A former Nigerian military officer convicted of sodomy by a General Court Martial — a ruling upheld by the Supreme Court — never served his five-year prison sentence, received a presidential pardon, had his military record quietly cleaned up, and is now Dean of the Faculty of Law at the American University of Nigeria.
Here’s a story that reads like it was designed to test your faith in institutions.
Bello Magaji, currently Dean of the Faculty of Law at the American University of Nigeria (AUN) in Yola, was convicted of sodomy in 1997 by a General Court Martial. His victims? Four young men — including a 17-year-old — whom he allegedly lured with false promises of employment, then plied with alcohol before sexually abusing them.
The court handed him seven years. That was later trimmed to five. He appealed, lost at every turn, and in March 2008, Nigeria’s Supreme Court — five justices, unanimous—told him exactly where he stood. One judge was so outraged he said the sentence was too lenient and recommended solitary confinement under psychiatric care.
So he went to prison, right?
Wrong.
According to a Premium Times investigation, Magaji never spent a single day behind bars serving that sentence. Instead, he kept appealing, kept challenging, and bought himself enough time that when former President Goodluck Jonathan issued a presidential pardon in 2013 — in a batch that also included a corruption-convicted governor — Magaji walked free without ever truly being caught.
It didn’t stop there.
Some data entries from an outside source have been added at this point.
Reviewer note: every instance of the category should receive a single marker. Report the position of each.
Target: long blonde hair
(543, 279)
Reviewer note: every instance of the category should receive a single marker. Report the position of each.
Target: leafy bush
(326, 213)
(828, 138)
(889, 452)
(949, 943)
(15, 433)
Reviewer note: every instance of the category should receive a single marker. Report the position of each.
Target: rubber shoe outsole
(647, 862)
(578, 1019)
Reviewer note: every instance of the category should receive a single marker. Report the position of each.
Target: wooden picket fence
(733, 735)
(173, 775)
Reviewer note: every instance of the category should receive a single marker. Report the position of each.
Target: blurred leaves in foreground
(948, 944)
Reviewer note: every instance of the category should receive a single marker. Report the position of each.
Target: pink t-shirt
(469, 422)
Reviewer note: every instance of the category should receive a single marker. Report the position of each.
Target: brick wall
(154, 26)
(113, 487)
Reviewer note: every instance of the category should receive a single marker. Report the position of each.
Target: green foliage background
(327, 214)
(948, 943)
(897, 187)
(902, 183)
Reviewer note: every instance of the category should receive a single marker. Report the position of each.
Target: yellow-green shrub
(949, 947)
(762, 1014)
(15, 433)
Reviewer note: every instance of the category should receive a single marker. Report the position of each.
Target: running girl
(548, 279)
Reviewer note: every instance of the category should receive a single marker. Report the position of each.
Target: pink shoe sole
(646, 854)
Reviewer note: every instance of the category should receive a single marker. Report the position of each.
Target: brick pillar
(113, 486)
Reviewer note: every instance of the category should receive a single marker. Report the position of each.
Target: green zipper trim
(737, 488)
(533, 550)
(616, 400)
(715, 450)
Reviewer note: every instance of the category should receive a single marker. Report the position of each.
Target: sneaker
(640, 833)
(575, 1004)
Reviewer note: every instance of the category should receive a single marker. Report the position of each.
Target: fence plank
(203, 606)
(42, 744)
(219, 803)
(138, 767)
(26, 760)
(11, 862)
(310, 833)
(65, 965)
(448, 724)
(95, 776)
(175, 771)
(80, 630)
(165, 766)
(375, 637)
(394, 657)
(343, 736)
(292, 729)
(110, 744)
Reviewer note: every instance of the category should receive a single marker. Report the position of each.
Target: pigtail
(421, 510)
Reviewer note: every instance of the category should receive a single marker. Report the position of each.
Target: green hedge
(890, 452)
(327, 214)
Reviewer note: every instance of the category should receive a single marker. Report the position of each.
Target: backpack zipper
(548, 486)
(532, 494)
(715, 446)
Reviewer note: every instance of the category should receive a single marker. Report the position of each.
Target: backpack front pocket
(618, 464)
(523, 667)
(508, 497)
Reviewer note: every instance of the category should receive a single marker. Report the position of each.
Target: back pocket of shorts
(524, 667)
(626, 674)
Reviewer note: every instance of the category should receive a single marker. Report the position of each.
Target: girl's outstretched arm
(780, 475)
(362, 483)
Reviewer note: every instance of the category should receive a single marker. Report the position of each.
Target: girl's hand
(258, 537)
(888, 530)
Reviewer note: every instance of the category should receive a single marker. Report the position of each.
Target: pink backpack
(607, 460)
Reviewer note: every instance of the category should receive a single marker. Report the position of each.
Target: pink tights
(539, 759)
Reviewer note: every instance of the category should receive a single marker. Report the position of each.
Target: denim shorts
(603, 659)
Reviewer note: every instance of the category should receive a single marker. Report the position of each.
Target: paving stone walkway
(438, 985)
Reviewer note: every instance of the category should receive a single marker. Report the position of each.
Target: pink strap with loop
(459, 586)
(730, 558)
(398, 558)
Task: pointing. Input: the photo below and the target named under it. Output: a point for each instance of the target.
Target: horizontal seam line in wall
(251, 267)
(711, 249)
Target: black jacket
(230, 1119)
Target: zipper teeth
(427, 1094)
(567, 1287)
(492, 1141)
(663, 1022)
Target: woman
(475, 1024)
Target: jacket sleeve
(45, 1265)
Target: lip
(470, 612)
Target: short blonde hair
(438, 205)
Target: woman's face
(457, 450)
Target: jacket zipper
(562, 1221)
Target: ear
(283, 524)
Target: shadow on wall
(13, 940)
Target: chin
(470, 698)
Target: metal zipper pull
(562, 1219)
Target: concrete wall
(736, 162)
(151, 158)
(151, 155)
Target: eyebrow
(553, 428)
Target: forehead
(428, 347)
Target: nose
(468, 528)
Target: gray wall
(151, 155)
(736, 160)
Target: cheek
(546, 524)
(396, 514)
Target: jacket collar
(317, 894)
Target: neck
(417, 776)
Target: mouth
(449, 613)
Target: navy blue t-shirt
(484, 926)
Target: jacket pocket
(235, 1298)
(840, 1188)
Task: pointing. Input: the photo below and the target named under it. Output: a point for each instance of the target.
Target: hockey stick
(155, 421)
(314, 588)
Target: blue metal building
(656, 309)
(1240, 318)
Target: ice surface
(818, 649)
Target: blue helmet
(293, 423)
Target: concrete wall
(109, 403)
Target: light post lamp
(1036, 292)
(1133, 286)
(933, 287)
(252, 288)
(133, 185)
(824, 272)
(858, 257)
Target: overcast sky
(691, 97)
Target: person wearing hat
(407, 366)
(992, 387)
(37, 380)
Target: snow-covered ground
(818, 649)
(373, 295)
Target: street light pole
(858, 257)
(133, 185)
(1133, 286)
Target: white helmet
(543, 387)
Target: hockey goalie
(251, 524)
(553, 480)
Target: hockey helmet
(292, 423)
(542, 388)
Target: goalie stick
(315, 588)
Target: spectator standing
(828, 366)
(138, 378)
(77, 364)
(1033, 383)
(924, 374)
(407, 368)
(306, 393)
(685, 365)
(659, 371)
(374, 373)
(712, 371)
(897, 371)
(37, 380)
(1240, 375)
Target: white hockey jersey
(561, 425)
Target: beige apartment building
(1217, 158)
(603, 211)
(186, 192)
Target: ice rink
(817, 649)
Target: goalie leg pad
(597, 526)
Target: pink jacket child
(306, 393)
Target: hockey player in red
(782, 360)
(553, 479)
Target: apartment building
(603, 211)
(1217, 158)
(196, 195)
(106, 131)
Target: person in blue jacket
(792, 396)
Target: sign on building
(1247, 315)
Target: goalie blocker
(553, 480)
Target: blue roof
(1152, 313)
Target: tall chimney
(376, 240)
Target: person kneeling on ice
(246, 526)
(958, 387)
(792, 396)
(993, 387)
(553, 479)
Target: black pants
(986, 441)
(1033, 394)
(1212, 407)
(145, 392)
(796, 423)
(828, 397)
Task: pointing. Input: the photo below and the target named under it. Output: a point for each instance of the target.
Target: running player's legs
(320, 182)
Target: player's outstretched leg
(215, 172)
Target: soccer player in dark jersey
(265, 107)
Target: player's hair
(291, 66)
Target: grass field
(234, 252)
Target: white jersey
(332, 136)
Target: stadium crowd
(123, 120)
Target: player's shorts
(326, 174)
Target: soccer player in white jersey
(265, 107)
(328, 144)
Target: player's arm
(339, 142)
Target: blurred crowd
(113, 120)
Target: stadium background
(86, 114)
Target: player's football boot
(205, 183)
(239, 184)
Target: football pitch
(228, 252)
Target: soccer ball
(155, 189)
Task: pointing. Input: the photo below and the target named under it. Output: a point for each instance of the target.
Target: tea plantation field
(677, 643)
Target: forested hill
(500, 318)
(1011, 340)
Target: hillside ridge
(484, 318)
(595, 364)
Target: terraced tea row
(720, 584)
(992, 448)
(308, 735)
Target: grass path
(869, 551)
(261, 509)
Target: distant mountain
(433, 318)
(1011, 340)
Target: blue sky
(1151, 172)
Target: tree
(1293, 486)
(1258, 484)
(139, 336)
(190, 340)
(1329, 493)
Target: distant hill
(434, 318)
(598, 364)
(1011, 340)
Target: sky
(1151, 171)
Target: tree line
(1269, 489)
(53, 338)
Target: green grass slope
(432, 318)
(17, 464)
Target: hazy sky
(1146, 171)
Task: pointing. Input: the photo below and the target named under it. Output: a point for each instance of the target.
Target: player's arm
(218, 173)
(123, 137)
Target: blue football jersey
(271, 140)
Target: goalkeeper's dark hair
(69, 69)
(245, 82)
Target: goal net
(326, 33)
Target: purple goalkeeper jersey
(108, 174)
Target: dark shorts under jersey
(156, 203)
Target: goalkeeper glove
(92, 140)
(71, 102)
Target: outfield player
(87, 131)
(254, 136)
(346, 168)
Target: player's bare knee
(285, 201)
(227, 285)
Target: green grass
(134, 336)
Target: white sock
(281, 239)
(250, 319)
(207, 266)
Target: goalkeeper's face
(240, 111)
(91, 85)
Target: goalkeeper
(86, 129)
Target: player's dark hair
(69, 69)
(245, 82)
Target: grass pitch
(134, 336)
By 2015, the Nigerian Army had scrubbed his record clean. “Cashiering” — the military’s term for a disgraceful dismissal — became “voluntary retirement.” He got his rank back, his pension, his certificate of service, and a letter praising his “unblemished years of military service.”
Unblemished.
Magaji then earned an LLM and a PhD, taught law in Nigeria and Uganda, served as a law dean in Uganda, and quietly returned to Nigeria where AUN appointed him Dean of its Faculty of Law. His university profile mentions none of his military history.
AUN says it knew nothing about the conviction and is “looking into it.”
A law professor who specializes in impunity, teaching the next generation of Nigerian lawyers. You truly cannot make this up.